Every time I sit down to write one of these blogs, I am tempted to rag on 'Monster Blood' some more, because it is a bad book and it does deserve the hate I give it. But when I walk away, when I'm starting the next book, when I'm going through my day, it's the good ones I think about most. 'Stay Out of The Basement', 'Say Cheese and Die', and 'Let's Get Invisible' have all stuck with me because they are genuinely good books. They're scary, they're well written, and they have something to say. And 'The Haunted Mask' is going to join that list.

I know this has been something of a Ramble Review and we've talked about a lot, but there's one more thing I want to say about 'The Haunted Mask' and I feel like I'd be doing you and the novel a disservice if I didn't touch on it briefly.

In my reading about the book and its TV adaptation, I saw a few comments about the book's themes regarding peer pressure and how the story is about Carly Beth learning to love herself as she is. And while those are good messages, with all due respect, I don't think those interpretations carry a lot of weight. At the very least, I don't think it is the strongest or even most interesting reading of the book.

As I read 'The Haunted Mask' I was constantly reminded of two famous quotes*: "Before you embark on a journey of revenge, dig two graves." and "Holding on to anger is like grasping a hot coal with the intent of throwing it at someone else; you are the one who gets burned."

Carly Beth's story is a story of revenge. The transformation she undertakes is the result of her desire to get back at her friends for how they have treated her. That desire is so consuming that it ultimately changes her, inside and out. Her vengeance needed a monster, and so she became that monster, even though a lot more people than Sabrina, Chuck, and Steve suffered for it. Even though Carly Beth herself suffered for it.

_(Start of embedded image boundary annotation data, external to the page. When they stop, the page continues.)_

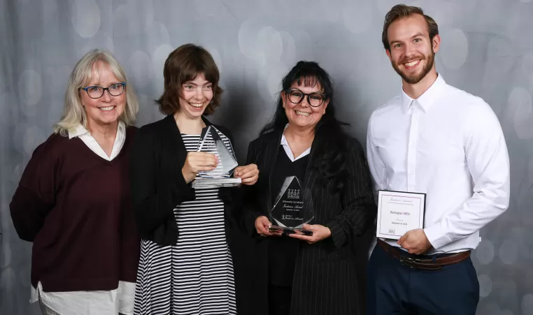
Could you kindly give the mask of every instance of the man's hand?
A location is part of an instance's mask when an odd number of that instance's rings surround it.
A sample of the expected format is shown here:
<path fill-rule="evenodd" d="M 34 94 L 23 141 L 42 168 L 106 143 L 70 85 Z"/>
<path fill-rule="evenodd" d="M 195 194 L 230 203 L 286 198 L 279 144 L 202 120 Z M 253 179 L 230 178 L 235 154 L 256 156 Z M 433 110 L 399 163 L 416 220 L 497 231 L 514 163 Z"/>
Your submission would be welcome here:
<path fill-rule="evenodd" d="M 426 233 L 422 228 L 407 231 L 397 242 L 398 244 L 407 249 L 409 254 L 420 255 L 432 247 Z"/>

One way to look at the conflict in a story is examining what the protagonist wants, compared to what the protagonist needs. Often they are different, and how those tensions are revealed and resolved is a big part of what any story ultimately has to say about the world and the human condition. Carly Beth wanted revenge. What she needed was better people in her life. By the end, she had both. But one - revenge - turned her into a hideous monster that carried her own head on a pike like a trophy, and the other - her family - gave her warm cider at the end of a rough night. And it is that latter resolution, Carly Beth getting what she really needed all along, that delivers on her happy ending (obligatory twist not withstanding) and that's how we know it is her need even though it is never stated in the way her want is.

Some of you may well think this all sounds like a lot of High School English Class bullshit and you wonder why a book can't just be a book. A spooky story about a mask might just be a spooky story about a mask. And that is a whole conversation in itself, but let me just say, as somebody with a level of expertise in writing fiction, these themes and ideas your English teachers and book bloggers like to pry out of stories are put there on purpose.**

Obviously I can't speak for RL Stine specifically, but authors are a clever bunch.

Trust me.

*The former is attributed to Confucius and the second to Buddha. There's no evidence of the former, and the latter is from a later Buddhist writer.
**There is also an argument to be made as to whether or not it even matters if it is deliberate but, again, that's is a whole big conversation in itself.